Munido desses livrinhos, muitos dos quais ainda para aqui estão, enfrentei as esperas aprendendo as mais desvairadas coisas, do urbanismo às cruzadas, do direito romano até à literatura espanhola do século de ouro. Às vezes o assunto era tão interessante que a chegada da namorada me parecia intempestiva!
Os anos passaram e acostumei-me a ter sempre à mão, vá para onde for, um livrinho, pelo menos uma revista, para o caso de... Hoje mesmo, fui por uma lampreia (que estava nem vos digo nem vos conto!....) e, para a hipótese de ter de esperar pelos meus convidantes, lá ia o volume 4 de “os anos da guerra colonial”. Todavia, aquilo é gente boa e apareceram à hora exacta.
Claro que tudo isto, custe lá o que custar à minha camarada “o meu olhar”, não morre aqui. A CG é uma mulher cheia de qualidades. Muitas e recomendáveis. Porém, nesse vasto leque, a pontualidade não entra. Chego mesmo a pensar que ela acha isso uma tremenda falta de educação. Combinamos, ir passar a manhã na foz a ler a jornalada. Apontamos para as dez meia. Com sorte chegaremos uma hora depois. Quando me vê roxo pronto a começar aos gritos ela resmunga que os dias de foz pela manhã são de descanso e que já lhe bastam os outros para ter de dar à perna.

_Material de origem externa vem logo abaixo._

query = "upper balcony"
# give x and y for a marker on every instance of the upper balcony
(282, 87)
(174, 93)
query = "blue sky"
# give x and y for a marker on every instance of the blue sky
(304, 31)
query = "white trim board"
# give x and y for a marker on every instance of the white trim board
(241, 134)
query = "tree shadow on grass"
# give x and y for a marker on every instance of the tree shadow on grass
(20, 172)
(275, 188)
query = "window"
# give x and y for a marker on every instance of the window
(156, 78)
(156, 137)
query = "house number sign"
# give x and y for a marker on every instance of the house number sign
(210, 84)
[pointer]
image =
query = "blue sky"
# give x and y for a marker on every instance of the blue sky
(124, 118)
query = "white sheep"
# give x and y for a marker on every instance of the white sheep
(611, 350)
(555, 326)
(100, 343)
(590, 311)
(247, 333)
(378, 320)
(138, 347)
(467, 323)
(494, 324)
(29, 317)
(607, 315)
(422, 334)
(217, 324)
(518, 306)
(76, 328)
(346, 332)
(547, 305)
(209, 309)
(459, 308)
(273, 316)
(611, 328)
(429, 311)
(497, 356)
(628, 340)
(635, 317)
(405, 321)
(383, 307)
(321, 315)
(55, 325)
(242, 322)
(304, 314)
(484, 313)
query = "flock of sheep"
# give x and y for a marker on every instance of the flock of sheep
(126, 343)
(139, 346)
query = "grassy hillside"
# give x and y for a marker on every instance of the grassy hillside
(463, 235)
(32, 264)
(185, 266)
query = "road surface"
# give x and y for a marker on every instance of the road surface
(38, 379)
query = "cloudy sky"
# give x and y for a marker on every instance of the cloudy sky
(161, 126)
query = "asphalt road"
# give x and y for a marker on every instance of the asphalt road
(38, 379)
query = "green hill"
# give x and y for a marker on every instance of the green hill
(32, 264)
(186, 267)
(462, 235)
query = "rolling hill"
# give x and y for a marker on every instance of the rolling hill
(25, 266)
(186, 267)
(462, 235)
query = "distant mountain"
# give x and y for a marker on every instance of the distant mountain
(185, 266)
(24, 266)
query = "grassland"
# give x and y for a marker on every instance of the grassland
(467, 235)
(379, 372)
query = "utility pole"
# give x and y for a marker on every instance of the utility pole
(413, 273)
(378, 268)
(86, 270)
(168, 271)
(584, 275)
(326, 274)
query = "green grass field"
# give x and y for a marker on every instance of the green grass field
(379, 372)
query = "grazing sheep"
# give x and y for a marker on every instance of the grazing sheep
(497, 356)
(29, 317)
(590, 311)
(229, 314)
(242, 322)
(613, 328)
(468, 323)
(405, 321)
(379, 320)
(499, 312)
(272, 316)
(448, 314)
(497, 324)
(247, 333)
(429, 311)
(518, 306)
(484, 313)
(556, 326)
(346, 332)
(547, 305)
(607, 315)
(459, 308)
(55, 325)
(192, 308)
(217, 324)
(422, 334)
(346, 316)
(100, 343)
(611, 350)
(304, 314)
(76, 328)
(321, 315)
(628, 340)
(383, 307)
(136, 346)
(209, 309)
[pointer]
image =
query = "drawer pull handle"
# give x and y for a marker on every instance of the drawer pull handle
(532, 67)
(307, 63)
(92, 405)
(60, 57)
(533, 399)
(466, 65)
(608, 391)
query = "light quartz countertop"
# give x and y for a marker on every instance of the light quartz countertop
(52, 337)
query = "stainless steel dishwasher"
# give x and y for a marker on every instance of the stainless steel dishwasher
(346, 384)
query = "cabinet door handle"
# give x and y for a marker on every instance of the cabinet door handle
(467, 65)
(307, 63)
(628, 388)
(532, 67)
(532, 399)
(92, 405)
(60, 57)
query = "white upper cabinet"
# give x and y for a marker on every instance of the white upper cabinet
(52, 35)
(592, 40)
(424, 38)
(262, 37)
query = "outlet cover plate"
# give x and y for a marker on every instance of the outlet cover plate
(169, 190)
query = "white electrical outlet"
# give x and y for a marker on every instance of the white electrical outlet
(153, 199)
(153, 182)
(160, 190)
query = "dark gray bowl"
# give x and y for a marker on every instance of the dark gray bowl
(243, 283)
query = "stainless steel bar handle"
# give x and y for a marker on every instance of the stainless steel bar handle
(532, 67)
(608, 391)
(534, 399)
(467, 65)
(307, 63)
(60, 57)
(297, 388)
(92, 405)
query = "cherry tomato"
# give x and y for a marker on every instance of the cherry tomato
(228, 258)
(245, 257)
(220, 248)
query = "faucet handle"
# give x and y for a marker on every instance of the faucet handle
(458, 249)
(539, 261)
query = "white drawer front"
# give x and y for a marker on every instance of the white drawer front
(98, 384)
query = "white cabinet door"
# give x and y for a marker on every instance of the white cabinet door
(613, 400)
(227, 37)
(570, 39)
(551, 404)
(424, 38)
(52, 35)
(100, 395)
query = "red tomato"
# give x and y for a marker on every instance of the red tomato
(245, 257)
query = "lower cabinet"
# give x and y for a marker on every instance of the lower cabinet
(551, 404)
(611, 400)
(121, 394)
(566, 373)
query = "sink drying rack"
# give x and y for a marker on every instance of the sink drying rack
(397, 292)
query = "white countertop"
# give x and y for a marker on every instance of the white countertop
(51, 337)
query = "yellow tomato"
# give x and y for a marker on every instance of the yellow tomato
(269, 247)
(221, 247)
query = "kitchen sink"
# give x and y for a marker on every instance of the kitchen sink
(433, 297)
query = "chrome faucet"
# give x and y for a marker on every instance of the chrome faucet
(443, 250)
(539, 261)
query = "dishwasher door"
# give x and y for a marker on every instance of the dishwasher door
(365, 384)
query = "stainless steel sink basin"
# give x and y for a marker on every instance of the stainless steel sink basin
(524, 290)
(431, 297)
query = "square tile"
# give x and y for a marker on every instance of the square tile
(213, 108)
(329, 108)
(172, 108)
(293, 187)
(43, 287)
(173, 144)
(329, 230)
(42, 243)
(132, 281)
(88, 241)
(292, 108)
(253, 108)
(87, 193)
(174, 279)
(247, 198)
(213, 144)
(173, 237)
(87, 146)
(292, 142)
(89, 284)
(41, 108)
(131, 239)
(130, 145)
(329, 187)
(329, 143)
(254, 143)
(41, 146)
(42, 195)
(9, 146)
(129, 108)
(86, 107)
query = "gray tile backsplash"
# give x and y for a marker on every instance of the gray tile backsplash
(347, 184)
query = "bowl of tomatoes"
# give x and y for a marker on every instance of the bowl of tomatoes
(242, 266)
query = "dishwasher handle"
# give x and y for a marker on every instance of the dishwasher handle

O cúmulo ocorreu com uma excursão que outro desaparecido organizava anualmente. De facto o Aníbal Belo, flor dos notários e dos bons amigos, organizava anualmente uma alegre passeata a Marvão durante um divertidíssimo fim de semana. Ele tratava de tudo, desde os convites até às marcações de hotel. Adorava Marvão, fora lá que começara, os de Marvão adoravam-no a ele, até lhe puseram o nome numa rua, e todos os anos era um grande reencontro testemunhado pelos amigos que ele convocava para esse passeio. Num ano, provavelmente o penúltimo da sua vida, inscrevi-me. O Belo grato, marcou a partida de dois enormes autocarros para o hotel ao lado da minha casa. Vinha gente de vários sítios incluindo de Vila Nova de Cerveira! Adivinhem quem foram as duas pessoas que chegaram em último lugar, com dez minutos de atraso. Quem apostou em mcr e sua gentil companheira, acertou e fará o favor de não se rir de mim que ainda hoje, e passaram vários anos, coro de vergonha.